Motorsport ist mehr als das Milliarden-Marketing-Spektakel der Formel 1. Denn er war schon immer auch eine persönliche Sache - für Teams, Techniker, Fahrer, Charakterfiguren und mitunter große Unternehmen, die im Hintergrund agieren und unterstützen. Nicht mit Hunderten von Millionen Euro, aber mit Know-How und mit Rennwagen, die sich kaufen lassen. Das heißt Kundensport und da ist Opel jetzt wieder auf der etwas größeren Rundstrecken-Bühne dabei.

2016 startet die neue Touring Car Racer Series, kurz TCR, in ihr zweites Jahr. Und sie bringt beste Voraussetzungen mit, um im Rennen um die Gunst eines verwöhnten Publikums ganz vorne mitzumischen. Denn die Renngeräte sind dem äußeren Anschein nach alles Autos aus den großen Jedermann-Klassen: In diesem Jahr sind VW Golf, Seat Leon, Honda Civic, Alfa Giulietta, Subaru und eben der Opel Astra in der ADAC TCR Germany an sieben Rennterminen auf fünf Rennstrecken in Deutschland unterwegs. Zweimal geht es nach Oschersleben, weitere Austragungsorte sind der Sachsenring, der Nürburgring und Hockenheim für das große Finale.
Je einmal fahren die Renner auf dem Red Bull Ring in Spielberg in Österreich und in Zandvoort in den Niederlanden. In der TCR International 2016 stehen nach Sakhir in Bahrain und Estoril in Portugal noch neun Rennen an, von Spa in Belgien über Monza in Italien bis zu Buriram in Thailand und dem Saison-Abschluss in Macau. Insgesamt sieben Opel Astra TCR werden vom italienischen Team Target Competition in die Rennen geschickt, vier davon sind auch für die deutsche ADAC TCR eingeplant.
Die in Andrian bei Bozen in Südtirol sitzende Rennunternehmung hat sich bei Opel mit einer erstklassigen Empfehlung eingeführt: Target Competition hat 2015 mit dem schweizerischen Rennfahrer Stefano Comini den Fahrer- sowie Team-Titel der TCR International Series eingefahren. Mit professioneller Arbeit und ehrgeizig-fähigen Fahrern will das Team auch 2016 für die nötigen Erfolge sorgen.
Und dafür hat Opel nach dem strengen Reglement sein Astra-Renngerät aufgebaut. Für Jörg Schrott, Motorsportdirektor bei Opel, "passt diese Art von Motorsport sehr gut zur Marke Opel". Nach Einschätzung von Sport-Insidern bietet die TCR-Serie mehrere Vorteile: Die Fahrzeuge kommen aus der großen Serienproduktion von Volumenproduzenten, das sichert günstigere Entwicklungs- und Unterhaltskosten; sie sind in der Leistung und im Auftritt den Serienvorgaben noch sehr nahe und sie schaffen damit gute Voraussetzungen für die Fans, sich mit Marke und Typ zu identifizieren. Zudem sorgen im Hintergrund erfahrene Techniker und Service-Crews für die bestmögliche Leistung der Renngeräte. Dafür arbeitet das auch an der Astra-TCR-Entwicklung beteiligte Team Kissling, ein bewährter Partner für Opel Motorsport.

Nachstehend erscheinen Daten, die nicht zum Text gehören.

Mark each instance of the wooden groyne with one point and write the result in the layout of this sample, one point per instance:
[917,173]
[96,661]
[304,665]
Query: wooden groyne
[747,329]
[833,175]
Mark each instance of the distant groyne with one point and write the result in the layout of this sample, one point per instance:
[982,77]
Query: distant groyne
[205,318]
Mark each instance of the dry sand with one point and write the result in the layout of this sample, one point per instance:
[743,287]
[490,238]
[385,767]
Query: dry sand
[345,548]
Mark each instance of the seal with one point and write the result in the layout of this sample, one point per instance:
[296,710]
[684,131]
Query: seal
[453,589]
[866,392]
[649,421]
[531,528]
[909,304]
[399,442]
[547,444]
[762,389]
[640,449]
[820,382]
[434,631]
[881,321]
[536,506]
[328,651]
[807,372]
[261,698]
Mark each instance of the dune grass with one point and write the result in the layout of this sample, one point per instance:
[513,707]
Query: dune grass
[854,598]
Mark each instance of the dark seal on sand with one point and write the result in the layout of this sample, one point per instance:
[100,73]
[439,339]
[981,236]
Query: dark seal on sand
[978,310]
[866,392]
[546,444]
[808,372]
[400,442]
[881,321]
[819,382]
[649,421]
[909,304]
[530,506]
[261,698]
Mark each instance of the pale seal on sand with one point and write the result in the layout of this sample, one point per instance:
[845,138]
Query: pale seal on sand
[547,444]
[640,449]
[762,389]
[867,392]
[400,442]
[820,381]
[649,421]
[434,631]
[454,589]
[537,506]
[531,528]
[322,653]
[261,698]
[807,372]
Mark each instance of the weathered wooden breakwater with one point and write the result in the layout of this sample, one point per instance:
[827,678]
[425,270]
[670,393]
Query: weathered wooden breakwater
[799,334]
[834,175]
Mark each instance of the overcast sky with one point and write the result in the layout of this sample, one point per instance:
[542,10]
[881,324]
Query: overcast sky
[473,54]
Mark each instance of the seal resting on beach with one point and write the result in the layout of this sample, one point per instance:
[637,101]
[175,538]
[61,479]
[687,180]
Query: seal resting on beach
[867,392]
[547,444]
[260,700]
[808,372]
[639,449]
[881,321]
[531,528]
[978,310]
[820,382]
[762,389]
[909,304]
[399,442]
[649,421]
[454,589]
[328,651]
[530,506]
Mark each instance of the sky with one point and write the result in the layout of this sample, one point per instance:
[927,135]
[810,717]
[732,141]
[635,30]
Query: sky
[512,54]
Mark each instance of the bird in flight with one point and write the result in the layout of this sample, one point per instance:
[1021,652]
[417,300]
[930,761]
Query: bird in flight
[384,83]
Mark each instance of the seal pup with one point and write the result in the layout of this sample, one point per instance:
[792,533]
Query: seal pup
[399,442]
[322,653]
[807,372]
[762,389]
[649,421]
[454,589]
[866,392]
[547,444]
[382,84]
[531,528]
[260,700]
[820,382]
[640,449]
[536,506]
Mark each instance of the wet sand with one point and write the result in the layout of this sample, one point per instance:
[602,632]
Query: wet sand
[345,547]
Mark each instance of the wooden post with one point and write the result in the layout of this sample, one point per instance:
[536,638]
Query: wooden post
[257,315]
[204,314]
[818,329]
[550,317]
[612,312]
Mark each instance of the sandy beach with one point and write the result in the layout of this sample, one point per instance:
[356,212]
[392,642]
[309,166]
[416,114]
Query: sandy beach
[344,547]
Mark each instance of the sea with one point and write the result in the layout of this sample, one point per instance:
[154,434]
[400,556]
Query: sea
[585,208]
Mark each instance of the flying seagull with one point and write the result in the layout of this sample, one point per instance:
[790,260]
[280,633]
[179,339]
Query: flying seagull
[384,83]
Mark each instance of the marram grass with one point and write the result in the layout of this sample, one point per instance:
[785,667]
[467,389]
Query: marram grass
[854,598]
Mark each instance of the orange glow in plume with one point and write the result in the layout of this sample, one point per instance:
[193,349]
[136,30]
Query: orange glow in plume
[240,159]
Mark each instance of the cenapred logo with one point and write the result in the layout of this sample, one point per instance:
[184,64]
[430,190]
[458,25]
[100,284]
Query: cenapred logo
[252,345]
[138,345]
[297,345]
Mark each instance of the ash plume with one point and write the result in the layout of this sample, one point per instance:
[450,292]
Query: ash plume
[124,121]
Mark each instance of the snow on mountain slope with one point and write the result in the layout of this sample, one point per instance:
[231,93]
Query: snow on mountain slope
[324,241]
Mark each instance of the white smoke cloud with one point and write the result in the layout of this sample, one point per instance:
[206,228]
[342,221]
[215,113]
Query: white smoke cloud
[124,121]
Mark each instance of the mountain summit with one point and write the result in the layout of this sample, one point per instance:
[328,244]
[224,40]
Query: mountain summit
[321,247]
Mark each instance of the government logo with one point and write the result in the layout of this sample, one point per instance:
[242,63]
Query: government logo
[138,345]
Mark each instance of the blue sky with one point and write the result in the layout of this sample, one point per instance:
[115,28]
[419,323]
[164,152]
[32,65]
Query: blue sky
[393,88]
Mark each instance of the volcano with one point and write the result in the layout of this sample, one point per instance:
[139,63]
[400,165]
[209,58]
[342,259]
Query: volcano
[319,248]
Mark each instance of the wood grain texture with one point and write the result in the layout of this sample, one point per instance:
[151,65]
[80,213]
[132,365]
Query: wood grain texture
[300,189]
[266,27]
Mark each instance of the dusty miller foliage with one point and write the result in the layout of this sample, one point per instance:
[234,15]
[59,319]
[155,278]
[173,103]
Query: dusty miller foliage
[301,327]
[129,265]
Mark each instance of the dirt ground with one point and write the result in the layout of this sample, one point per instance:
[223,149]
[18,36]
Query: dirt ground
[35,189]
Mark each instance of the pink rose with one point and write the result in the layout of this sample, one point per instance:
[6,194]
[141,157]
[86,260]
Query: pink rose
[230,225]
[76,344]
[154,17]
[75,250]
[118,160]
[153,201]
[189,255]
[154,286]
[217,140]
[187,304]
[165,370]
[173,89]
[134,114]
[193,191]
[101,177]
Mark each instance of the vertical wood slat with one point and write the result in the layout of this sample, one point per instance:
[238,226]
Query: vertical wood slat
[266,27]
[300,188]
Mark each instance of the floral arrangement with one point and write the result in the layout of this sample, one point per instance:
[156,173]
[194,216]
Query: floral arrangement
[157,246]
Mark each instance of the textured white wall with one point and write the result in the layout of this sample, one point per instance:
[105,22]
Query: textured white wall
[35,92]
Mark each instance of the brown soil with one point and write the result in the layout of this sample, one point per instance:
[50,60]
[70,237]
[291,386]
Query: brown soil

Aktuell ist Opel damit in drei Wettbewerben engagiert. Die Marke mit dem Blitz baut den Adam Cup als Markenpokal-Renner mit 140 PS und den ADAM R2 mit 190 PS für diverse Rallye-Privatteams sowie den Werkseinsatz in der Junior-EM. Mit Blick auf die TCR-Serie ist Jörg Schrott sicher: "Opel steht dahinter, und wir verlieren bei dieser Aktion kein Geld." Unter dem Stichwort "Kundensport" verbucht der Motorsport-Chef auch die Eindämmung und Überschaubarkeit der Kosten für die Teams, nicht nur für die Rennwagen, sondern auch für Unterhalt und Betrieb.
O-Ton Schrott: "Deshalb ist es wichtig, dass TCR-Kundensport bleibt und die Kosten für die Teams kalkulierbar bleiben." In diesem Sinn verkauft der Volumenhersteller den Astra TCR für jeweils etwa 110.000 Euro, gerechnet mit der in Deutschland fälligen Umsatzsteuer. Das ist viel Geld für ein Auto mit nur einem einzigen, unbequemen Sitzplatz, aber ein angemessener Tarif für ein Renngerät mit guten Erfolgschancen. Bis zum Jahr 2017 möchte Opel laut Schrott immerhin rund 30 Astra TCR auf der Rennstrecke haben.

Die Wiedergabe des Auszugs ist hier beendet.